CHAPTER 4
RAKING OVER THE MUCK HEAP
Ronald Aylmer Fisher was twenty-nine years old when he moved with his wife, three children, and sister-in-law into an old farmhouse near the Rothamsted Agricultural Experimental Station, north of London, in the spring of 1919. By many measures, he could have been considered a failure in life. He had grown up as a sickly and lonely child with severe vision impairment. To protect his nearsighted eyes, the doctors had forbidden him to read by artificial light. He had taken early to mathematics and astronomy. He was fascinated with astronomy at age six. At ages seven and eight, he was attending popular lectures given by the famous astronomer Sir Robert Ball.
Fisher matriculated at Harrow, the renowned public school6 where he excelled in mathematics. Because he was not allowed to use electric light, his mathematics tutor would teach him in the evening without the use of pencil, paper, or any other visual aids. As a result, Fisher developed a deep geometric sense. In future years, his unusual geometric insights enabled him to solve many difficult problems in mathematical statistics. The insights were so obvious to him that he often failed to make them understandable to others. Other mathematicians would spend months or even years trying to prove something that Fisher claimed was obvious.
e9781466801783_i0008.jpg
He entered Cambridge in 1909, rising to the prestigious title of wrangler in 1912. A student at Cambridge becomes a wrangler by passing a series of extremely difficult mathematics exams, both oral and written. This was something accomplished by no more than one or two classmen a year, and some years there were no wranglers. While still an undergraduate, Fisher published his first scientific paper, where complicated iterative formulas are interpreted in terms of multidimensional geometric space. In this paper, what had hitherto been an exceedingly complicated method of computation is shown to be a simple consequence of that geometry. He stayed for a year after graduation to study statistical mechanics and quantum theory. By 1913, the statistical revolution had entered physics, and these were two areas where the new ideas were sufficiently well formulated to produce formal course work.

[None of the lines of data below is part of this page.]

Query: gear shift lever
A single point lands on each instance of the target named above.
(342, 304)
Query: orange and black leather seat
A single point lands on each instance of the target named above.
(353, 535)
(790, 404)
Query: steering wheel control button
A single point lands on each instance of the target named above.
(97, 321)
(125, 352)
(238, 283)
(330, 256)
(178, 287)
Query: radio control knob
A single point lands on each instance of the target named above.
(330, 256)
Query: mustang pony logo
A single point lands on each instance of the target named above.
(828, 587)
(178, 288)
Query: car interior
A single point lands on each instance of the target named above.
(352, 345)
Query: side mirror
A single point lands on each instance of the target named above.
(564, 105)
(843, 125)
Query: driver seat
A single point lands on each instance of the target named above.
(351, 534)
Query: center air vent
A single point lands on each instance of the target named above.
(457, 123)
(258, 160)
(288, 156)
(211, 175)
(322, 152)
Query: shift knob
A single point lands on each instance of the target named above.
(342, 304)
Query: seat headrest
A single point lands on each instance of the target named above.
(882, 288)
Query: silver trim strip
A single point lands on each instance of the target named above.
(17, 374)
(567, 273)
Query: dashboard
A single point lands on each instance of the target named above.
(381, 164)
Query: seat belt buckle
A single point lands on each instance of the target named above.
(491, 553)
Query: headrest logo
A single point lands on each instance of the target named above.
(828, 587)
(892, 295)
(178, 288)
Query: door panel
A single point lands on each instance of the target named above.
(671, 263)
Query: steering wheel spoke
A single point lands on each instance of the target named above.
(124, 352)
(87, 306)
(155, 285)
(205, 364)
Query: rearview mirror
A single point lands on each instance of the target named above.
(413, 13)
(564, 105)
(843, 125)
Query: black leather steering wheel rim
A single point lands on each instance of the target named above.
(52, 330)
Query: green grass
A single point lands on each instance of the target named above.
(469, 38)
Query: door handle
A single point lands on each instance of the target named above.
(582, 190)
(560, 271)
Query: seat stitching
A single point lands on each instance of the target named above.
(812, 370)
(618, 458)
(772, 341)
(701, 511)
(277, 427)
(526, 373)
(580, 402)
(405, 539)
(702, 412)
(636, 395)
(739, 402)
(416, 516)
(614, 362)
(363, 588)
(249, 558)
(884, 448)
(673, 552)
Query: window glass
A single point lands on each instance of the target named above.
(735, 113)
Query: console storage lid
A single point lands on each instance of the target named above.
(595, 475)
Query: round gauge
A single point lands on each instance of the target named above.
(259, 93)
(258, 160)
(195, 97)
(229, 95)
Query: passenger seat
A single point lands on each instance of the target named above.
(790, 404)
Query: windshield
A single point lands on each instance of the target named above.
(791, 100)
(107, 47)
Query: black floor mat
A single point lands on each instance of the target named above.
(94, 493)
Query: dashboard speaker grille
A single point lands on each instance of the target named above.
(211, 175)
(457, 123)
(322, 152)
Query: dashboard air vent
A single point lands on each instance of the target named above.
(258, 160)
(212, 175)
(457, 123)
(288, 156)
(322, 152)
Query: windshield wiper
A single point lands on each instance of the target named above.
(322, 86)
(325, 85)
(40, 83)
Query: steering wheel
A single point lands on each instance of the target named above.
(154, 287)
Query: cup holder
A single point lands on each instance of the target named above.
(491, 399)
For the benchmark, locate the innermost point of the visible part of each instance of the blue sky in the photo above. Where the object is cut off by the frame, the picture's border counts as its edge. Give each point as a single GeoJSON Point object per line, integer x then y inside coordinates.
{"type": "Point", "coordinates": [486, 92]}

Fisher’s first job was in the statistical office of an investment company, which he left suddenly to do farmwork in Canada; again, he left his work suddenly to return to England at the beginning of the First World War. Although he qualified for a commission in the army, his poor eyesight kept him out of military service. He spent the war years teaching mathematics in a series of public schools, each experience worse than the previous one. He was short-tempered with students who could not understand what was to him obvious.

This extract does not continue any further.